El épico final de la saga se produce cuando la batalla entre las fuerzas del mal y el bien en el mundo de la magia deriven en una guerra sin proporciones. Las apuestas nunca estuvieron tan altas y nadie está a salvo.
Es imposible obviar la importancia que la saga de Harry Potter ha tenido, y tiene, a nivel mundial. La historia del joven mago y su lucha contra Lord Voldemort se inauguró en papel catorce años atrás, lo que la convirtió en el mayor exponente del conjunto de frases hechas sobre el crecimiento. Crecer con una canción, con un artista infantil, con un dibujito animado, son cosas que se suelen decir, aunque generalmente sólo acompañen alguna etapa. La continuidad que la sucesión de libros ofrece, permitió vislumbrar esta idea de maduración en simultáneo, sin embargo fue el paso al cine lo que realmente provocó el efecto. La ficción se volvió real, los jóvenes magos finalmente tenían rostro y, al ser debutantes, el vínculo que los unió con los personajes se hizo irrompible.
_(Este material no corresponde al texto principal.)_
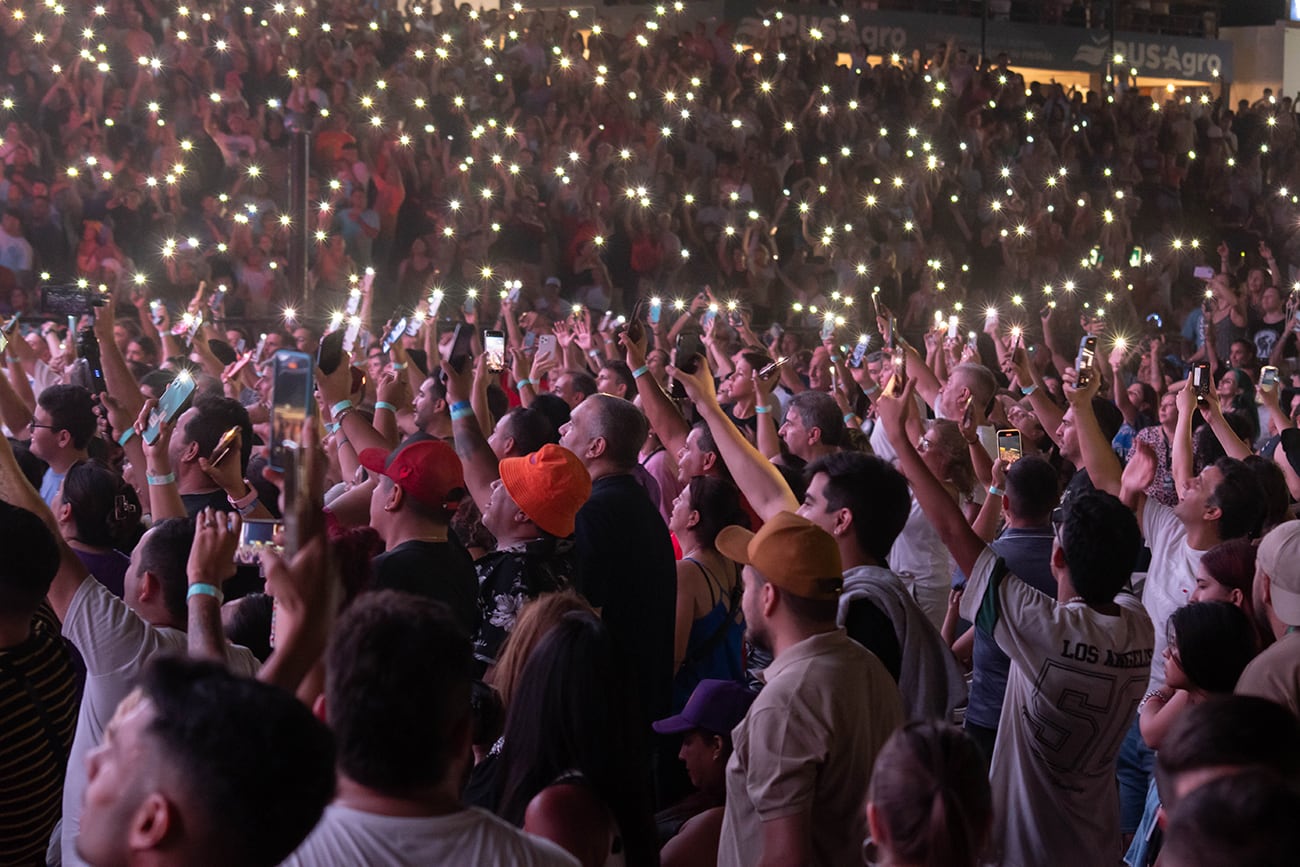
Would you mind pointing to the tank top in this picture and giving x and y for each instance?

Uno no puede más que sentirse identificado entonces con esta noción de “se creció junto a Harry Potter”, si año tras año se vio a Daniel Radcliffe crecer a la par. Pero “todo termina”.
Y si la saga tuvo una doble apertura, en libro y en cine, el cierre para ser definitivo tuvo que hacerse en ambos medios. No importa que la literatura haya visto el fin de la historia en el 2007, para que el fin sea tal, la película debió ser completada. No hay que perder de vista que Harry Potter es la franquicia cinematográfica más exitosa de la historia, pero que sin embargo los siete huevos de la gallina de oro no fueron suficientes y se exigió un octavo. Si había algo que criticarle a la primera parte de Harry Potter and the Deathly Hallows era que básicamente no ocurría nada. Si hay algo que criticarle a la segunda, es que pasa todo, y todo es mucho.
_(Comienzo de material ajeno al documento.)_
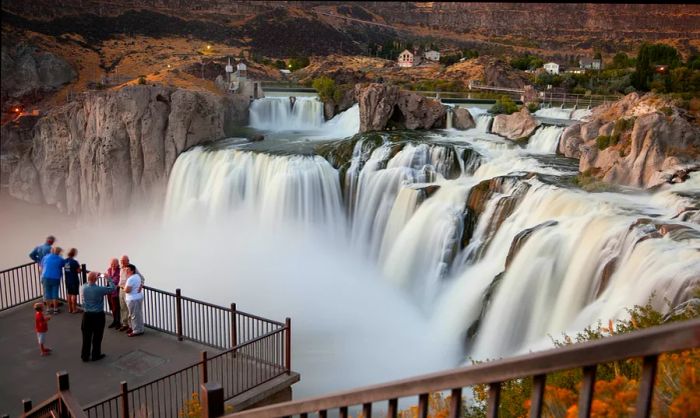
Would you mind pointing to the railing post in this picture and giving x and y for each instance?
(124, 400)
(212, 400)
(234, 326)
(288, 345)
(26, 405)
(178, 310)
(204, 375)
(62, 381)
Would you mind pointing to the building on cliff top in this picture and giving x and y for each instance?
(551, 67)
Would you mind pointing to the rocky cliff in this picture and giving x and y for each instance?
(384, 106)
(107, 148)
(640, 141)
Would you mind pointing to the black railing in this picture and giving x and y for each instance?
(647, 344)
(20, 285)
(238, 370)
(258, 349)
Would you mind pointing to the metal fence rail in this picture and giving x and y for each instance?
(647, 344)
(19, 285)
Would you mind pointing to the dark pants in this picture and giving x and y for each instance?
(93, 327)
(115, 308)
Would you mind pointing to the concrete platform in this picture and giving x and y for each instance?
(24, 373)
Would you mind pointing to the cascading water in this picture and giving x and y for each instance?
(545, 140)
(283, 114)
(485, 238)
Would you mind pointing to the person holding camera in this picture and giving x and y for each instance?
(93, 324)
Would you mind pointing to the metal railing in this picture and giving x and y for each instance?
(19, 285)
(258, 349)
(238, 370)
(647, 344)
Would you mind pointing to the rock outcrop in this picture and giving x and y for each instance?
(462, 119)
(26, 69)
(637, 141)
(98, 153)
(385, 106)
(516, 126)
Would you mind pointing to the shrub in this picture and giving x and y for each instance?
(504, 105)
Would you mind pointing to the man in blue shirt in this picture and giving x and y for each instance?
(51, 274)
(93, 325)
(41, 250)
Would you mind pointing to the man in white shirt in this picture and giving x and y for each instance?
(134, 300)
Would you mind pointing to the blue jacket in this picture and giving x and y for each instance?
(52, 267)
(39, 252)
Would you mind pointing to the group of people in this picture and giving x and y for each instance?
(124, 292)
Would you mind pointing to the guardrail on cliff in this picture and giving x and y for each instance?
(257, 349)
(647, 344)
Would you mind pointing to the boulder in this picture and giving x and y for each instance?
(462, 119)
(515, 126)
(110, 148)
(377, 103)
(27, 69)
(419, 112)
(385, 106)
En las primeras películas se buscaba sintetizar, y así se podía seguir la historia aún cuando no se hubieran leído los libros. En esta adaptación por partida doble no se lo quiso hacer, y el resultado es un compendio de escenas de acción y de situaciones clave tratadas tan a la ligera que cuesta seguirle el ritmo aun habiendo leído el libro al momento de su salida. La séptima publicación está bien lograda, con la acción dosificada a lo largo de sus numerosas páginas, constituyendo un final digno para la saga. Distribuir los acontecimientos entre las dos partes hubiera resultado en mejores películas, al no hacerlo así, todo pierde sustancia, incluso el ansiado combate final carece de la espectacularidad que uno aguardaría tras una década de espera.
Si bien se destaca en las muy buenas escenas de acción, los efectos visuales, un buen uso del 3D y buenas dosis de sentido del humor, aunque un tanto inocentes y esperables, los puntos más logrados son los dos en los que por primera vez se pisa la pelota y se detiene el juego. Dos momentos determinantes del libro y de toda la historia que merecían un cuidado manejo y así lo recibieron. Por un lado el encuentro en el cuarto blanco con Albus Dumbledore, y por el otro la mirada al pensadero de Snape, este último llevando el nivel de emotividad a uno de los puntos más altos de las ocho películas y autorizando a Alan Rickman a demostrar una versatilidad actoral que la franquicia, hasta ahora, no le había permitido. Por el contrario son muchos los personajes que sufren el recorte, a excepción de Neville Longbotton, quien en la primera parte tuvo sólo una línea y en la segunda goza de una notoria sobreexposición. La carencia de dramatismo con la que se trata la muerte de compañeros y familiares con destacados roles en los filmes anteriores, la fría ausencia de diálogos de aquellos que acompañaron la historia desde sus comienzos, son el alto precio a pagar por no haber hecho lo que correspondía desde la Parte 1. Porque como bien señala la premisa todo terminó… pero a las apuradas.